Datum: 1582 August 26.

Kommentar

Das Denkmal zeigt eine am klassischen Formenkanon orientierte Kapitalis mit Linksschrägenverstärkung und ausgeprägten Serifen. Die Cauda des R ist jedoch nicht stachelförmig, sondern in einem Bogen nach unten geführt, sie setzt ebenso wie der R-Bogen meist nicht am Schaft an.

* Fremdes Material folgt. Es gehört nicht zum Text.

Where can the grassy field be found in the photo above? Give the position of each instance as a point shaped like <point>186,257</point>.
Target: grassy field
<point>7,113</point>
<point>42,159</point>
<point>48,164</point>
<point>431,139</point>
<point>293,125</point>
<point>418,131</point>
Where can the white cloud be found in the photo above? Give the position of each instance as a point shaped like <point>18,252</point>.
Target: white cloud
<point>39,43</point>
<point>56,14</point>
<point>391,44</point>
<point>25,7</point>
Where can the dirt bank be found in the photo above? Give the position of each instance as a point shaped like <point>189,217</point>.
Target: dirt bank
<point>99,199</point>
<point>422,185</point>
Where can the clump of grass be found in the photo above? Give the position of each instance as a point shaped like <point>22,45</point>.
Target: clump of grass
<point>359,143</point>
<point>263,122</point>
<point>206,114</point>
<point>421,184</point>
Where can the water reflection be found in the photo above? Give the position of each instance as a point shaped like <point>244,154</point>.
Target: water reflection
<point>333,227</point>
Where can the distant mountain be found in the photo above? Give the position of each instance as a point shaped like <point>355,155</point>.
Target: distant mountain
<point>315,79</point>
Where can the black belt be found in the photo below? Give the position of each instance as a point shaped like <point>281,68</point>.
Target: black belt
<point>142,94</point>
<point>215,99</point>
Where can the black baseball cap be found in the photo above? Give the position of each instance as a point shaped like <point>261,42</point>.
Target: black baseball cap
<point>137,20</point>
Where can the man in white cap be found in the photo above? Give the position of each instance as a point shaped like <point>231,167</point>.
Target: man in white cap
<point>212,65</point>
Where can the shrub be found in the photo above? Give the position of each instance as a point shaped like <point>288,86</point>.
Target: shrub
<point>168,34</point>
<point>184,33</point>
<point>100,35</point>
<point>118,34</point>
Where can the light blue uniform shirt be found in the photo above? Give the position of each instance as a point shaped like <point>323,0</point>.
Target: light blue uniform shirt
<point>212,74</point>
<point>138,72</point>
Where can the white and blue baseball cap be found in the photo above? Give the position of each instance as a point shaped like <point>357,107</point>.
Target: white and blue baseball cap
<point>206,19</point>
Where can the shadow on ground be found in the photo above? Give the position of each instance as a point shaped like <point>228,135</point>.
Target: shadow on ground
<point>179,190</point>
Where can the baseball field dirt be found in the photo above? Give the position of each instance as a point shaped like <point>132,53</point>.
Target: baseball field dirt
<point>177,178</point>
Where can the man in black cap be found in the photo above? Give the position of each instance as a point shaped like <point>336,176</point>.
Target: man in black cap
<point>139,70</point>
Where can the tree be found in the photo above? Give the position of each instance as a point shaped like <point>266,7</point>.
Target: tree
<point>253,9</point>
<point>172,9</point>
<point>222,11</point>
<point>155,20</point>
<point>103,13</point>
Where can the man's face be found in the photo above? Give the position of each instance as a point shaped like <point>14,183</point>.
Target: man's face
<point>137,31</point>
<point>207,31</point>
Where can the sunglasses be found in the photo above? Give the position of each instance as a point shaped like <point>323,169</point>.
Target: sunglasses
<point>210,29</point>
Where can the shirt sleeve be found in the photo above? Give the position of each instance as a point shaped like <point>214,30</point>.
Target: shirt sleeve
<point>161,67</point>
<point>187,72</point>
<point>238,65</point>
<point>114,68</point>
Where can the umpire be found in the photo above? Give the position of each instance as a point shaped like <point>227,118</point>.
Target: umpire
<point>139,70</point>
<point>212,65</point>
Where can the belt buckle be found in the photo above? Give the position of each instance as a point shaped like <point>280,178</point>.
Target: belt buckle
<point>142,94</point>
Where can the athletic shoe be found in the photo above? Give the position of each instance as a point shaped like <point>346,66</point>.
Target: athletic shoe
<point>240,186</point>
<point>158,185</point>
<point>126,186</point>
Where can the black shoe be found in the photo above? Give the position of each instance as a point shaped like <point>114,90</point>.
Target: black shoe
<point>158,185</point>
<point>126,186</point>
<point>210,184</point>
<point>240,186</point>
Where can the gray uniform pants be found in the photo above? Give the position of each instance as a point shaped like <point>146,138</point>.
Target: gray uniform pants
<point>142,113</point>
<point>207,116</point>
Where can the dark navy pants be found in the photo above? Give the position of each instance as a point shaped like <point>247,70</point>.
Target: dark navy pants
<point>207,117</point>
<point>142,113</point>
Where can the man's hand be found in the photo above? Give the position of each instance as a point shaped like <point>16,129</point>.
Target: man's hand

Weit bewegter ist die Schrift des Bibelzitates. Grundsätzlich an der humanistischen Minuskel orientiert, zeigt sie eine gewisse Spielfreude (oder Unsicherheit?) bei den Einzelformen. Zum Schluss hin wird die Spationierung der Schrift enger, der Steinmetz hatte die Länge des Textes wohl unterschätzt. a wird sowohl in der zweistöckigen Form mit verhältnismäßig kleinem, unterem Bogen als auch in der einstöckigen Form mit verstärkt ausgeführtem unterem Bogenteil verwendet. Vielfältig ist die Gestaltung beim runden e, mal ist der untere Bogen fast parallel zur Grundlinie geführt, mal trägt er einen kleinen Sporn, mal erscheint er sogar gebrochen; der obere Bogenabschnitt wird meist vom Scheitelpunkt an verstärkt gearbeitet, die Schlinge ist dabei höchst unterschiedlich groß. Der Schaft der Punkte tragenden i ist oben nach links, unten nach rechts umgebogen. t trägt am oberen Schaftende eine Zierschlinge auf der rechten Seite, deren unteres Ende links vor den Schaft gezogen ist und in stark variierenden Formen ausläuft. l ist wie großes I gebildet und wird von diesem durch Punkt über dem I unterschieden. Auffällig ist das erste p von propter, das über dem oberen Bogen einen weiteren Bogen trägt; unklar ist, ob sich diese Form einem Steinmetzfehler verdankt oder beabsichtigt ist.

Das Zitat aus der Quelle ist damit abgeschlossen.